The first step was to reconstruct a robust phylogeny of the evening primroses. The team extracted and sequenced DNA from numerous species. Using computational tools, they analyzed the genetic similarities and differences to determine how the species are related and to estimate the times when different lineages split from one another 4 .
For each existing species, the researchers determined its modern ecological niche by mapping its geographical distribution and overlaying data on climate variables like temperature and precipitation.
Using the phylogenetic tree and the modern niche data, the team employed statistical models to infer the most likely climatic conditions in which the ancestral evening primroses lived millions of years ago.
This was the critical test. The researchers compared their reconstructed evolutionary history of niches with independent data on historical global climate changes. They looked for correlations between periods of significant climate shift and periods of rapid diversification in the evening primrose lineage.

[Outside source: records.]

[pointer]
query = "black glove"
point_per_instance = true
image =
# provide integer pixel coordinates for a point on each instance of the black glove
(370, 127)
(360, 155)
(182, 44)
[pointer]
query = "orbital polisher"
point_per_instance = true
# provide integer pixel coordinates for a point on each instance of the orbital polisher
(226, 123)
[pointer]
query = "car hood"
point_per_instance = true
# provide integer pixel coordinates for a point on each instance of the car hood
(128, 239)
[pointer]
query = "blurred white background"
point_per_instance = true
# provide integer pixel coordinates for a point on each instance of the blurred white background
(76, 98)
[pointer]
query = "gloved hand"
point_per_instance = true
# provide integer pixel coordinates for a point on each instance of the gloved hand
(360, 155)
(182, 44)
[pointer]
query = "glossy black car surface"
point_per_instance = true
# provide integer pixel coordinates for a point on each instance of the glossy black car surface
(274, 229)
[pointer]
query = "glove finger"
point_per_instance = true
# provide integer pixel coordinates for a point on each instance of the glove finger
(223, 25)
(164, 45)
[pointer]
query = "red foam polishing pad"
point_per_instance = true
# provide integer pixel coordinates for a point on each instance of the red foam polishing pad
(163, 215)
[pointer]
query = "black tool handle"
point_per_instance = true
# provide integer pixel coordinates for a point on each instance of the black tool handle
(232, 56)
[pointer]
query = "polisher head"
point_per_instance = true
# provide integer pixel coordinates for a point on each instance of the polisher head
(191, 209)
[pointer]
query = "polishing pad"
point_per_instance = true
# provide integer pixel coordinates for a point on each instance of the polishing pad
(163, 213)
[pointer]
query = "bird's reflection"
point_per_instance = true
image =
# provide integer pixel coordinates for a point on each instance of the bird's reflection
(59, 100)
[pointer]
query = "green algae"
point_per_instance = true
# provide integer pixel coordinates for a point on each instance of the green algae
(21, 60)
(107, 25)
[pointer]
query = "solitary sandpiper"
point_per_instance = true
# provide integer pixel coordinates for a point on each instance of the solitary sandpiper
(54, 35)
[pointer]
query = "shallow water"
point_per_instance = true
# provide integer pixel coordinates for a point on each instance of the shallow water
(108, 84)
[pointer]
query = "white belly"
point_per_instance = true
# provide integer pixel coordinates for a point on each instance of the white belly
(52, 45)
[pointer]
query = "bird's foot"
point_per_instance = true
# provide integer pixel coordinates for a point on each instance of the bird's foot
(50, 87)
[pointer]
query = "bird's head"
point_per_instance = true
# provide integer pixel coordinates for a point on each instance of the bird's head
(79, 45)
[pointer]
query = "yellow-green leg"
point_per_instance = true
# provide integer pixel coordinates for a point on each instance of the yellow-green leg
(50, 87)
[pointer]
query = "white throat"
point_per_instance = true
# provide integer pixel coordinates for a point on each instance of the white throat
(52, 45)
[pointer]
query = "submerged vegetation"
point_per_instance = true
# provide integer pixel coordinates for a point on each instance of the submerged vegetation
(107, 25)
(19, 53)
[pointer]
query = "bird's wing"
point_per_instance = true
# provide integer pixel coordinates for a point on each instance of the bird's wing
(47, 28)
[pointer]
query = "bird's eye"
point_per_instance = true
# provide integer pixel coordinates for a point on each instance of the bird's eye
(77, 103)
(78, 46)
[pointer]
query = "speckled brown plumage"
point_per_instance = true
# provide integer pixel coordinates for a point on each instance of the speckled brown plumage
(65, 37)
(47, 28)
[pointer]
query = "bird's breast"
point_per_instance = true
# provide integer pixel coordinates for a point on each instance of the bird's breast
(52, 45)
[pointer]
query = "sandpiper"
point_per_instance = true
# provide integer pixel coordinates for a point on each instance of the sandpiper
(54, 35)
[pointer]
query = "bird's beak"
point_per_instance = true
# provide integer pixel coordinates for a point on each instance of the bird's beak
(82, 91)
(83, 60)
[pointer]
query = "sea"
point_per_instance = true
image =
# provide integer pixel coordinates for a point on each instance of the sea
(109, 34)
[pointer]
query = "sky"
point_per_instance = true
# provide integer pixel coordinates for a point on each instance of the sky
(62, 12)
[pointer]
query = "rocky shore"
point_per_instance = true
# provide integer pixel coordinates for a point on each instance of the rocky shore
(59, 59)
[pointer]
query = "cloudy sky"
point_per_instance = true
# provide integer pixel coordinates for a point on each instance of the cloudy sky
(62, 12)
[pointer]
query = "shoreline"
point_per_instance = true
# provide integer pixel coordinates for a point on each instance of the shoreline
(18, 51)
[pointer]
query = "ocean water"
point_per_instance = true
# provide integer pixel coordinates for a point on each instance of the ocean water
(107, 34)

| Tool / Material | Function in the Research |
|---|---|
| DNA Sequencer | Determined the precise order of nucleotides in the genetic code of different species |
| Computational Phylogenetic Software | Analyzed genetic sequence data to infer evolutionary relationships |
| Climate Database | Provided high-resolution global data layers for bioclimatic variables |
| Statistical Modeling Programs | Used to perform complex analyses and test correlations |
The analysis yielded compelling results. The phylogeny showed that the evening primroses underwent significant periods of diversification, and these bursts of speciation corresponded strongly with major shifts in the Earth's climate, particularly during the Miocene and Pliocene epochs (approximately 23 to 2.5 million years ago) 4 . As global climates became cooler and drier, the ancestral populations of evening primroses likely became fragmented and isolated in areas that still met their specific climatic needs.
This finding strongly supports the role of niche conservatism. Instead of quickly adapting to the new, widespread conditions, the plants' climatic preferences remained stable. This forced them to migrate or become restricted to "refugia"—pockets of suitable habitat. The geographical isolation that resulted from this process then allowed the separated populations to evolve independently, eventually giving rise to new species. The study concluded that climate change was not just a backdrop but a central character in the evolutionary story of the evening primroses.
| Geological Epoch | Time Period (Approx. Million Years Ago) | Global Climate Trend | Evolutionary Event in Evening Primroses |
|---|---|---|---|
| Miocene | 23 - 5.3 | Global cooling and drying; spread of grasslands | Major initial diversification and lineage splitting |
| Pliocene | 5.3 - 2.6 | Continued cooling; increased seasonality | Further speciation and diversification within the group |
| Pleistocene | 2.6 - 0.01 | Ice Ages with glacial-interglacial cycles | Distribution shifts and potential further isolation |
The 2010 ASN Presidential Award-winning study by Evans et al. is more than just a deep dive into the history of a single group of plants. It is a testament to the power of integrative science. By refusing to let the boundaries of genetics, ecology, and paleontology limit their inquiry, the researchers provided a compelling narrative of how planetary forces shape biodiversity.
Their work on the evening primrose offers a framework that can be applied to other groups of organisms, helping us understand the origins of the planet's rich biological tapestry. In a modern era of rapid, human-induced climate change, this research also carries a poignant message. It illuminates the profound and fundamental relationship between climate and life, reminding us that the climate shifts we cause today will inevitably write the next chapters in the evolutionary story of countless species.